Dont know if anyone has info about recruiting agencies that can help me find a semi-skilled job in Japan.
I will welcome your responses please.


----------



## april

Google Metropolis Magazine online and look at their advertisements/classifieds.


----------



## Serina Nagata

dflyonline said:


> Dont know if anyone has info about recruiting agencies that can help me find a semi-skilled job in Japan.
> I will welcome your responses please.


There are so many recruitment agencies in Japan, but should U apply for a job online, most of Ur applications won't get repplied.
There are some reqruitment agencies in any cities around Japan, provided U speak Japanese, they might show U a job.

I myself still struggle for that.


----------



## knightjam

Been trying to apply to some of the agencies but most of the job post needs a Japanese speaking applicant which I'm not.



Serina Nagata said:


> There are so many recruitment agencies in Japan, but should U apply for a job online, most of Ur applications won't get repplied.
> There are some reqruitment agencies in any cities around Japan, provided U speak Japanese, they might show U a job.
> 
> I myself still struggle for that.


----------



## pasturesnew

knightjam said:


> Been trying to apply to some of the agencies but most of the job post needs a Japanese speaking applicant which I'm not.



Id suggest you check out non Japanese Companies. 
Go to Robert Walters website - they are a big Recruiter in the region.
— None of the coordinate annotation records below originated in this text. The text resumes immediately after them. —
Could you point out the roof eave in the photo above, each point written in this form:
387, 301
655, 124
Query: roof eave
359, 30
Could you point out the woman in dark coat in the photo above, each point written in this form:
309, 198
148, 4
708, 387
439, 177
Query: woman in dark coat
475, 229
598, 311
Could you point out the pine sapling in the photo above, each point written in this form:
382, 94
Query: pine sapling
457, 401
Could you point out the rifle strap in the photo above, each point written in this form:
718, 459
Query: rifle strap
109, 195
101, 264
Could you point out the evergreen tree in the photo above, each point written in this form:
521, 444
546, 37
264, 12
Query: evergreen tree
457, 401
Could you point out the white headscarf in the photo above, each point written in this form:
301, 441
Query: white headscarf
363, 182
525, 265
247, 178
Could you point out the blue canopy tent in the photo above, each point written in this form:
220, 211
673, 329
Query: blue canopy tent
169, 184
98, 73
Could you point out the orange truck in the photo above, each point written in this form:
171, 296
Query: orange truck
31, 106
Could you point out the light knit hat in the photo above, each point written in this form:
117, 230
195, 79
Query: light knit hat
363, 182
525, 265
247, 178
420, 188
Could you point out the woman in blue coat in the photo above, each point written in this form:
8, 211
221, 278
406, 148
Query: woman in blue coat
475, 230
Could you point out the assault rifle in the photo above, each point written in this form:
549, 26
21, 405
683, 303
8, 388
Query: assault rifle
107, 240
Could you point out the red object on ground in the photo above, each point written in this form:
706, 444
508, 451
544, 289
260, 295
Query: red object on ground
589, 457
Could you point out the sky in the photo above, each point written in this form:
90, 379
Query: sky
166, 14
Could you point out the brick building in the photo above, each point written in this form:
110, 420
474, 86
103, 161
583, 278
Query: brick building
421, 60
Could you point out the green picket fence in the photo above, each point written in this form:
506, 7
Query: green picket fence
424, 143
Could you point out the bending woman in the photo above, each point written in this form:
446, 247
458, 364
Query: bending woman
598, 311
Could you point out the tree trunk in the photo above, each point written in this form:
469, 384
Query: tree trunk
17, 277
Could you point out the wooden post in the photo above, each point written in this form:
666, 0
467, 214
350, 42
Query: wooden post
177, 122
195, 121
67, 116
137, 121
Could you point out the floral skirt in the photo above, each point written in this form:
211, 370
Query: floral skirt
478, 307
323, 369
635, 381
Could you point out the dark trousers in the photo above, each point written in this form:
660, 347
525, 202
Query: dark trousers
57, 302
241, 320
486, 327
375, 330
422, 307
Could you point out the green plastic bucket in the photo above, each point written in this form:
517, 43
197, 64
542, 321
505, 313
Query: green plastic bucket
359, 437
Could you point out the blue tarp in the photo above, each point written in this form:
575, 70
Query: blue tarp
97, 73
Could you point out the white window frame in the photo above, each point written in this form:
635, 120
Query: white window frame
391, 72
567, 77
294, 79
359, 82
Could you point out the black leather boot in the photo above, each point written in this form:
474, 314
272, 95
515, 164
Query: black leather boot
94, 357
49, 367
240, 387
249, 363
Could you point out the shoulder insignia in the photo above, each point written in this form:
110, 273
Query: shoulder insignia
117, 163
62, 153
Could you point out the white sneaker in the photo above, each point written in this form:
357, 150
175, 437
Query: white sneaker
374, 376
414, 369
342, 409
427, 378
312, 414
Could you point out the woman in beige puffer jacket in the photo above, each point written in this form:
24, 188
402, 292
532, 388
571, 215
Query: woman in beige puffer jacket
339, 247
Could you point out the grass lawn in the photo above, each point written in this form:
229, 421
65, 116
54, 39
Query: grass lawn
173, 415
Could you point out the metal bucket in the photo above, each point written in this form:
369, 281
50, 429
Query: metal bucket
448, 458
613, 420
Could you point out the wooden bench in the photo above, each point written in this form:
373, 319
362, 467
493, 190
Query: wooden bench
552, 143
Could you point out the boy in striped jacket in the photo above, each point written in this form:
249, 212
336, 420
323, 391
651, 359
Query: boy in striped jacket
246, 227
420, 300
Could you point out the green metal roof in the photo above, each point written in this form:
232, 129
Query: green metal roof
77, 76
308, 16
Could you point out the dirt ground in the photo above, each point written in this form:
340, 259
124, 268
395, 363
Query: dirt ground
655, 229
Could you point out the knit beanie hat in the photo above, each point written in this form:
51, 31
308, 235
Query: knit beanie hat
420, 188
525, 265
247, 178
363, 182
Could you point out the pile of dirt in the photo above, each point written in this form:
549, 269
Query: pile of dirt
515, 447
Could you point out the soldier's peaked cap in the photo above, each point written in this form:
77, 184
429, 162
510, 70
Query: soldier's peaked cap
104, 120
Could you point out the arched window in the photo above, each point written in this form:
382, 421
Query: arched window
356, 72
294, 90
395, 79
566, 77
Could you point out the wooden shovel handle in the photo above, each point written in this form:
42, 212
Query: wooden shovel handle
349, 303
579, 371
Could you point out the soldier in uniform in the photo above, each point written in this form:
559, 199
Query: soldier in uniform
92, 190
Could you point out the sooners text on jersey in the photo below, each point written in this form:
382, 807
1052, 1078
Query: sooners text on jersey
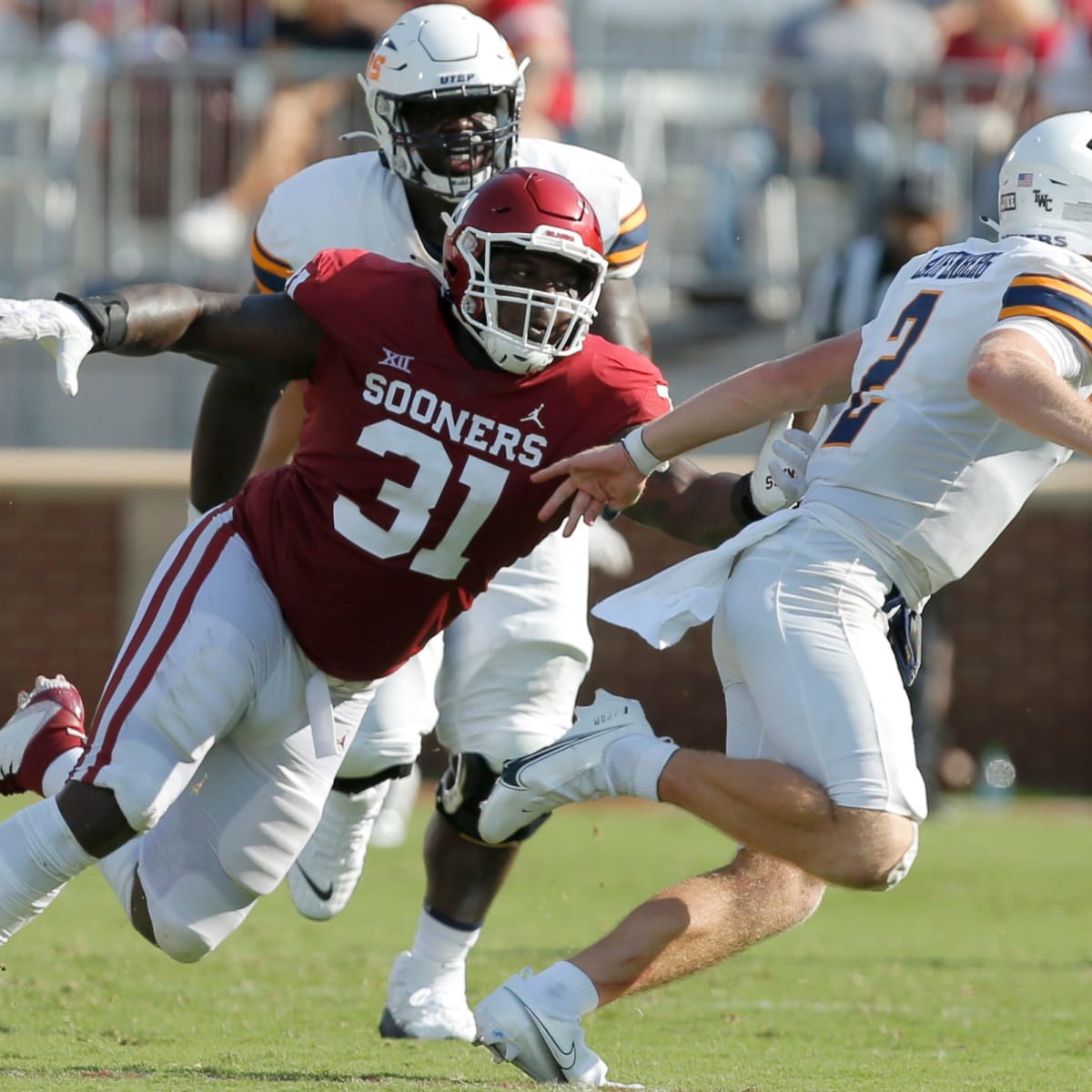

Also consider the possibilities of inter Company transfer, ie if your current Employer has Offices in the region - that was my route in....

rgds


----------



## LocationFree

If you need something to get you started, check EscapeArtist though there are some scammy people there from time to time. Don't waste your money on their e-books and any ad that seems off. You should also consider getting a BA and check the requirement for teaching credentials so you might be able to take an English teacher job. As a back-up, if I were you I'd put effort into web developement as an affiliate marketer or cost per action marketer. Internet marketing can be a great source of income that's passive. Even an extra $2 to $30 can be attained with some effort and will continue on it's own after you achieve it, requiring little to maintain. Also, consider writing for money at some of the Internet content mills as a fall-back. You might have to spend twelve hours per day thirty days per month working hard writing, but it'll pay as well as most jobs at around $10 per hour or more (88 yen to $1 at the moment). 

I wish you luck and if you get in a bind I hope this information helps you. Heck, I hope it helps you before you leave, while you're there and if you ever need a back-up plan to pay your rent.

Best Regards,

LF


----------



## jilkfree1978

Are you in Japan? if yes where in japan are you???
can you speak Japanese?


----------



## aciara14

dflyonline said:


> Dont know if anyone has info about recruiting agencies that can help me find a semi-skilled job in Japan.
> I will welcome your responses please.


What kind of job are you looking for? Teaching English is the easiest job to find, but you could try GaijinPot (I'd post the URL but this forum won't let me) as a good starting point. Craigslist Japan sometimes has good options, especially in the Tokyo and Osaka areas. 

Anyway, if you have more specific information on what you are looking for that'd be helpful.


----------